Information contained in this publication is intended for informational purposes only and does not constitute legal advice or opinion, nor is it a substitute for the professional judgment of an attorney.
Wage-related bills have been popular in Congress this week. While none of these measures are expected to be enacted during this election year, they provide clues to the battle that lies ahead for the Department of Labor's final overtime rule, and highlight the pay-related issues that might gain traction at the state and local levels.
DOL Overtime Rule
Likely in response to the news that the DOL's much-anticipated white collar overtime exemption rule is one step closer to publication and under review by the White House Office of Management and Budget, Republican members of the House and Senate introduced a bill on Thursday that would effectively invalidate it. The Protecting Workplace Advancement and Opportunity Act, introduced in the Senate by Sen. Tim Scott (R-SC) and in the House by Rep. Tim Walberg (R-MI), would require the Secretary of Labor to nullify the proposal and conduct an economic analysis to determine its impact on certain employers before implementation.

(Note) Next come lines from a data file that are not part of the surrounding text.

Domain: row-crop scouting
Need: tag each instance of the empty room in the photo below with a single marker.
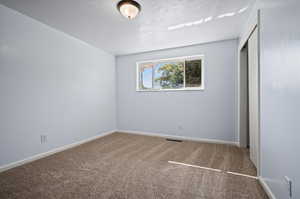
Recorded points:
(149, 99)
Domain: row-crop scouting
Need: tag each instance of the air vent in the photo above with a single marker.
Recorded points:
(173, 140)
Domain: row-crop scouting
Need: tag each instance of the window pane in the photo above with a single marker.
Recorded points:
(193, 73)
(168, 75)
(146, 76)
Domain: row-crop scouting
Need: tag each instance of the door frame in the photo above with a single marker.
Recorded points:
(241, 117)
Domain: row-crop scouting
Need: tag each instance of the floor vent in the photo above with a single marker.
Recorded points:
(173, 140)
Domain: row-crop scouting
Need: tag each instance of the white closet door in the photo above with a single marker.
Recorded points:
(253, 97)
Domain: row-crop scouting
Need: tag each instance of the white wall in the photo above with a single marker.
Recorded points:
(280, 97)
(50, 83)
(208, 114)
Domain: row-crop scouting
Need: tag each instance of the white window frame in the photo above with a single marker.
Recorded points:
(172, 59)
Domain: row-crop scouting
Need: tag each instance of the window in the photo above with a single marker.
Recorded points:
(184, 73)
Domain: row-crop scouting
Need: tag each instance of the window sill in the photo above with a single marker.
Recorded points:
(171, 90)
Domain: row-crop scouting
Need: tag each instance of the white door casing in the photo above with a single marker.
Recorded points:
(253, 73)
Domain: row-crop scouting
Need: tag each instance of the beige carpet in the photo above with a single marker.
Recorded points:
(124, 166)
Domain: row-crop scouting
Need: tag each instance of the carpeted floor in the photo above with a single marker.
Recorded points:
(124, 166)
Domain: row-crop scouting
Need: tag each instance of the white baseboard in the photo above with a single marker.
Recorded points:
(266, 188)
(51, 152)
(180, 137)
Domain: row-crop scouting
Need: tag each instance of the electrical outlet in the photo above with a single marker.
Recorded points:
(180, 127)
(43, 139)
(289, 186)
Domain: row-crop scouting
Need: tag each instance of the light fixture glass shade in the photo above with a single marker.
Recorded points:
(128, 8)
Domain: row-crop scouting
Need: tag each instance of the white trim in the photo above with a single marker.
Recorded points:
(266, 187)
(215, 141)
(202, 87)
(51, 152)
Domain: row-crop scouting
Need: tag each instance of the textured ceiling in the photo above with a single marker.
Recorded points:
(161, 24)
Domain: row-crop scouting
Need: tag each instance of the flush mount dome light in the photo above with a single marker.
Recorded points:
(129, 8)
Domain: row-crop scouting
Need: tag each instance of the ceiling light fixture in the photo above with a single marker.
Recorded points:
(129, 8)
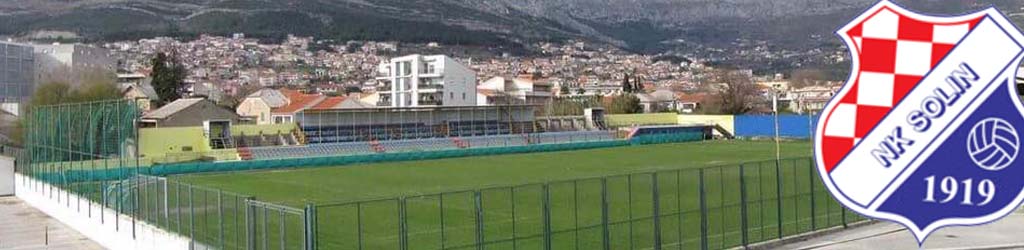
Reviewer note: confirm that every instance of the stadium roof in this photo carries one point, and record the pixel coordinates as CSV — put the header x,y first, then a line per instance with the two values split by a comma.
x,y
172,108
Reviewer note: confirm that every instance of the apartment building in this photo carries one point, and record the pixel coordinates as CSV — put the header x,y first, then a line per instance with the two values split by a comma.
x,y
425,81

The "findings" portion of the bill criticizes the proposed rule, which would, among other things, increase the salary level triggering the Fair Labor Standards Act "white collar" exemptions and provide for automatic increases to this salary level. The stated problems with the proposed overtime rule include:
- The Secretary of Labor significantly underestimated the cost of compliance with the rule.
- The Secretary of Labor did not consider the potential impact of the proposal on workplace flexibility.
- The Secretary of Labor did not analyze the potential impact of the proposed rule on multistate employers. These companies operate in multiple states with different costs of living and different salary scales, and therefore "face costs and unique complications" in reclassifying thousands of employees in multiple jurisdictions.
- The Secretary of Labor lacks the authority to increase the salary threshold on an annual or other basis "without conducting notice and comment rulemaking with respect to each change in accordance with section 553 14 of title 5, United States Code."
- Although the proposed rule indicates changes to the duties test might be included in the final rule, these changes would be made without the requisite notice and comment period and procedures.
To this end, the bill provides that the final rule not be enforced, and that if the DOL seeks to promulgate a substantially similar rule, it must first conduct a more thorough analysis of its impact, as well as provide for notice and comment on all changes.
Even if this bill is passed by both chambers, however, the President would undoubtedly veto it. The bill, therefore, is more of a symbolic gesture, and indicates the final rule will face significant opposition once published in the Federal Register, which is estimated to occur in or around May of this year.
In other wage and hour legislative news, Rep. Rosa DeLauro (D-CT) and Sen. Sherrod Brown (D-OH) introduced a bill on Wednesday targeting wage theft. The Wage Theft Prevention and Wage Recovery Act (H.R. 4763, S. 2697) would impose a number of pay-related requirements on employers, including requiring employers to make initial disclosures of the terms of employment to all employees; requiring employers to provide final paychecks within 14 days of separation from employment or by the payday for the pay period, whichever is earlier; increasing damages for FLSA violations; and allowing employees to recover additional compensation in the event the employer is found to be in violation of wage payment laws.
While this bill is not expected to advance this year, the issue of wage theft has gained traction at the local level. In fact, during the news conference announcing his new legislation, Sen. Brown noted that Cincinnati recently became the first city in Ohio to enact a wage theft ordinance. Therefore, while the federal Wage Theft Prevention and Wage Recovery Act might not become law this year, it is entirely possible that other localities will follow Cincinnati's lead.